Damas rejette une telle «zone de sécurité» car elle limiterait massivement la souveraineté du pays. Ankara s'y oppose parce qu'elle veut empêcher à tout prix l'émergence d'un État kurde à sa frontière, qui soit sous le contrôle d'une organisation affiliée au PKK. Téhéran, qui est économiquement affamée par les États-Unis et menacée d'une guerre dévastatrice, est étroitement alliée à Damas et à Ankara. Et Moscou, qui soutient militairement le régime d'Assad et entretient des liens étroits avec Téhéran et Ankara, considère à juste titre que l'offensive occidentale au Moyen-Orient s'inscrit dans une stratégie de confinement contre la Russie.

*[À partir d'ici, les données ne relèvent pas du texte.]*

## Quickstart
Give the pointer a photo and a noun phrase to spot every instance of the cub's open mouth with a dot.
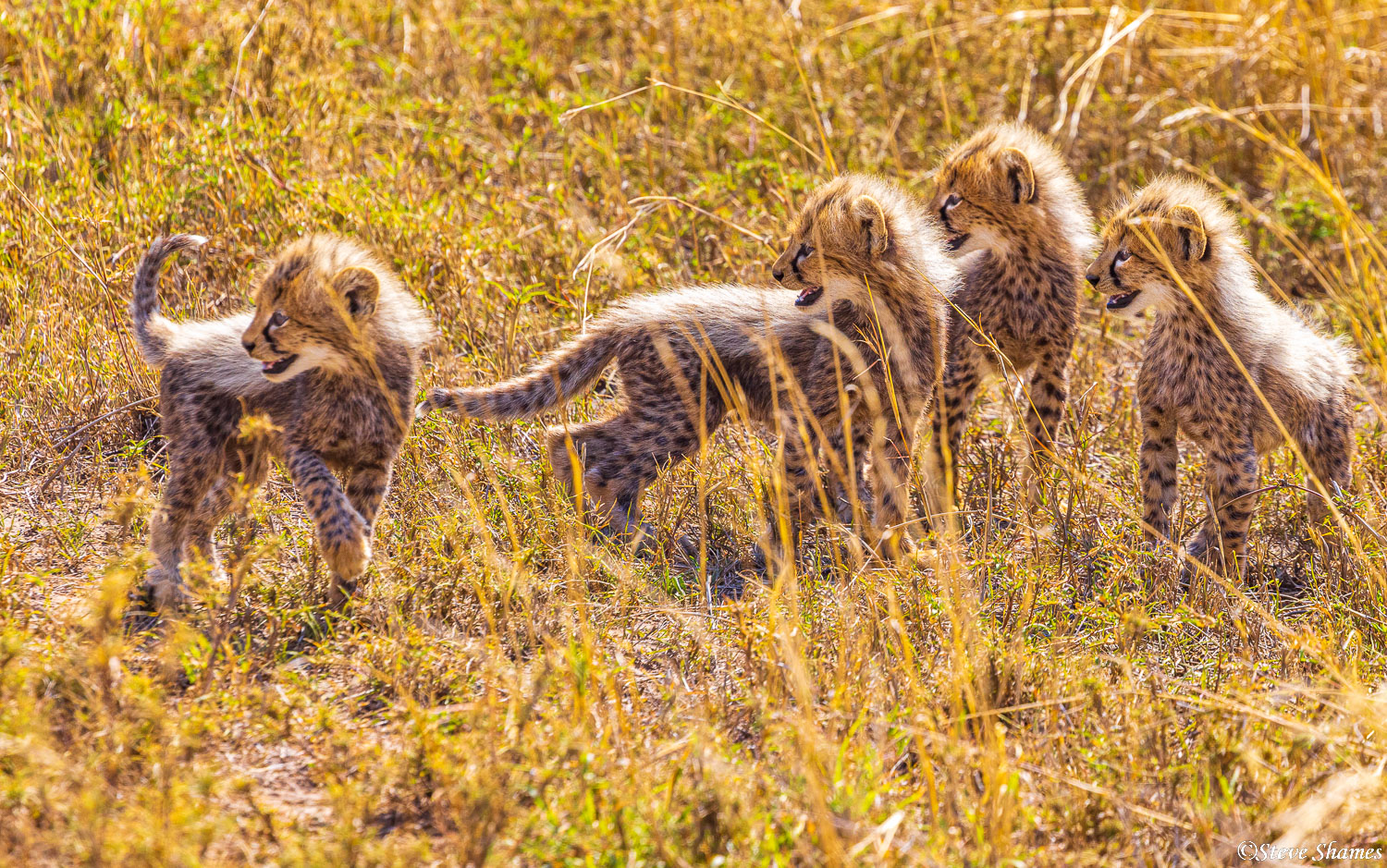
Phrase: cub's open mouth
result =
(269, 369)
(1117, 302)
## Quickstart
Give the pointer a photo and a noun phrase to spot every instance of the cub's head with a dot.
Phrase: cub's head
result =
(1007, 180)
(1170, 227)
(313, 305)
(852, 232)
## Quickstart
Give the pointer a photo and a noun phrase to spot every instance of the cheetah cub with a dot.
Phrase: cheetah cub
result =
(329, 354)
(1176, 251)
(868, 269)
(1021, 227)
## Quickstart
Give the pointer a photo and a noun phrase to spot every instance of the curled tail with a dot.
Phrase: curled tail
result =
(152, 330)
(554, 382)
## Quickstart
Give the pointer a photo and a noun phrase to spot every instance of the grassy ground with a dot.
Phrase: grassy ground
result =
(509, 693)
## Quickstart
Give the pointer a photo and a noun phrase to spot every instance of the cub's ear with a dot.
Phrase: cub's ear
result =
(360, 287)
(1020, 175)
(873, 218)
(1195, 241)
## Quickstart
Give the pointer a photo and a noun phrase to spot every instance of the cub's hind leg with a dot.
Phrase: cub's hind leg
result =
(191, 473)
(618, 459)
(244, 474)
(1329, 449)
(197, 427)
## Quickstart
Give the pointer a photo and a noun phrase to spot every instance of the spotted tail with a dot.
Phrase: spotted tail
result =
(557, 380)
(152, 330)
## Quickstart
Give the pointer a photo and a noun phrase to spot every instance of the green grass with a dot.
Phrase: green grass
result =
(508, 692)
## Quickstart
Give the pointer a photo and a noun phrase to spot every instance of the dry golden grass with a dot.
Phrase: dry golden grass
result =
(508, 692)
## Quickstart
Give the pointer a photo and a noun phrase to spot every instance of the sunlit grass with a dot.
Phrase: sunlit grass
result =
(507, 691)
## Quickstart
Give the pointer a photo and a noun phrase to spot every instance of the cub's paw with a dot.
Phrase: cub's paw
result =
(349, 551)
(437, 399)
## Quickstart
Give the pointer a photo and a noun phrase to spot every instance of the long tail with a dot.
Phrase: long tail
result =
(554, 382)
(152, 330)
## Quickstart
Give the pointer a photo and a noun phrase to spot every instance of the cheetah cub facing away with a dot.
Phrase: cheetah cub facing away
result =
(868, 269)
(1021, 227)
(1176, 232)
(329, 354)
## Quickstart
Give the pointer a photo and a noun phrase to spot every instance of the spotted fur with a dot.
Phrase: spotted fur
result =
(1020, 224)
(868, 271)
(329, 355)
(1178, 232)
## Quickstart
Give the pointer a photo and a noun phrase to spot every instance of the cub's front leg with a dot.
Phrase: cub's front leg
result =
(1232, 484)
(343, 532)
(1160, 459)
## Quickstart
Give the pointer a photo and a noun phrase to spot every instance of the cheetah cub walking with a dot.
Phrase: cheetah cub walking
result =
(1176, 251)
(868, 269)
(329, 354)
(1021, 226)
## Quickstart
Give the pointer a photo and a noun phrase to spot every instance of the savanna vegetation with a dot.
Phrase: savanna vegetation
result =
(507, 690)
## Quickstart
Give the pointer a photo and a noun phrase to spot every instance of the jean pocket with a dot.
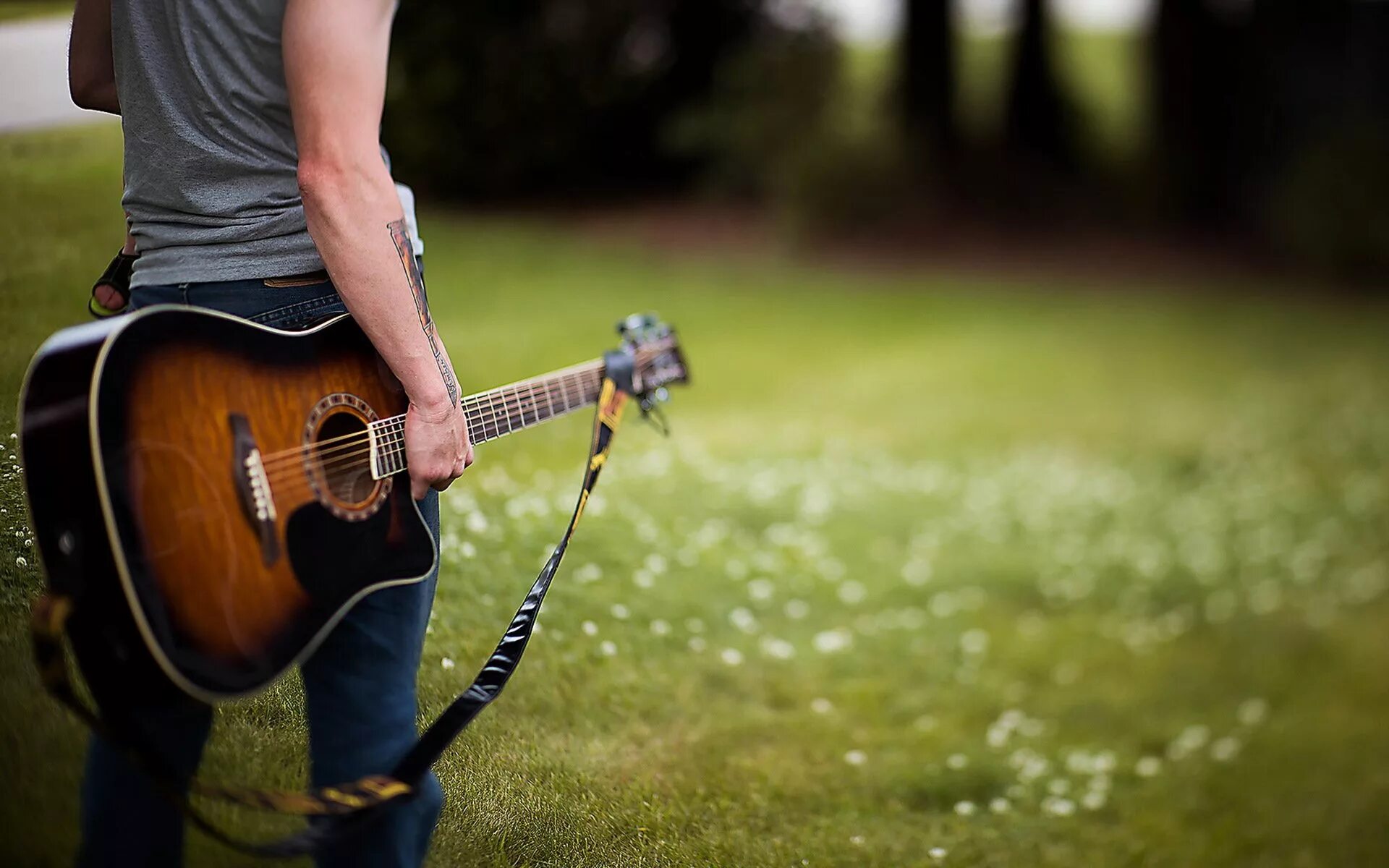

Si le gouvernement allemand accède à la demande de soutien militaire de Pompeo pour la création d'une «zone de sécurité», le mécanisme officiel de propagande commencera immédiatement à proclamer qu'une telle mission est une «action humanitaire» visant à protéger des vies, ou bien une «lutte contre un régime dictatorial» ou autre chose du genre. C'était déjà le cas lors des guerres en Afghanistan, en Irak et en Libye. Cette dernière a également commencé par la création d'une «zone de sécurité», qui a ensuite servi de prétexte pour bombarder le pays et renverser le régime de Kadhafi.
Aucun crédit ne devrait être accordé à de tels mensonges. Washington et ses alliés européens, y compris Berlin, poursuivent des intérêts impérialistes effrontés dans leurs guerres au Moyen-Orient, c'est-à-dire le contrôle du pétrole, du gaz et des marchés, la répression et l'affaiblissement de leurs rivaux, et le renforcement de leur propre position de puissance mondiale.
Il y a cinq ans, le gouvernement allemand a annoncé, comme l'a dit Frank-Walter Steinmeier, alors ministre des affaires étrangères, qu'il n'était plus prêt à «commenter la politique mondiale depuis le banc de touche», mais qu'il entend «s'engager plus tôt, de manière plus décisive et plus substantielle, dans la politique étrangère et de sécurité.» Depuis lors, Berlin a procédé à une modernisation massive de ses forces militaires. Dans la poudrière du Moyen-Orient d'aujourd'hui, l'élite allemande voit une autre occasion bienvenue de traduire ses objectifs en actions, même au risque d'une troisième guerre mondiale.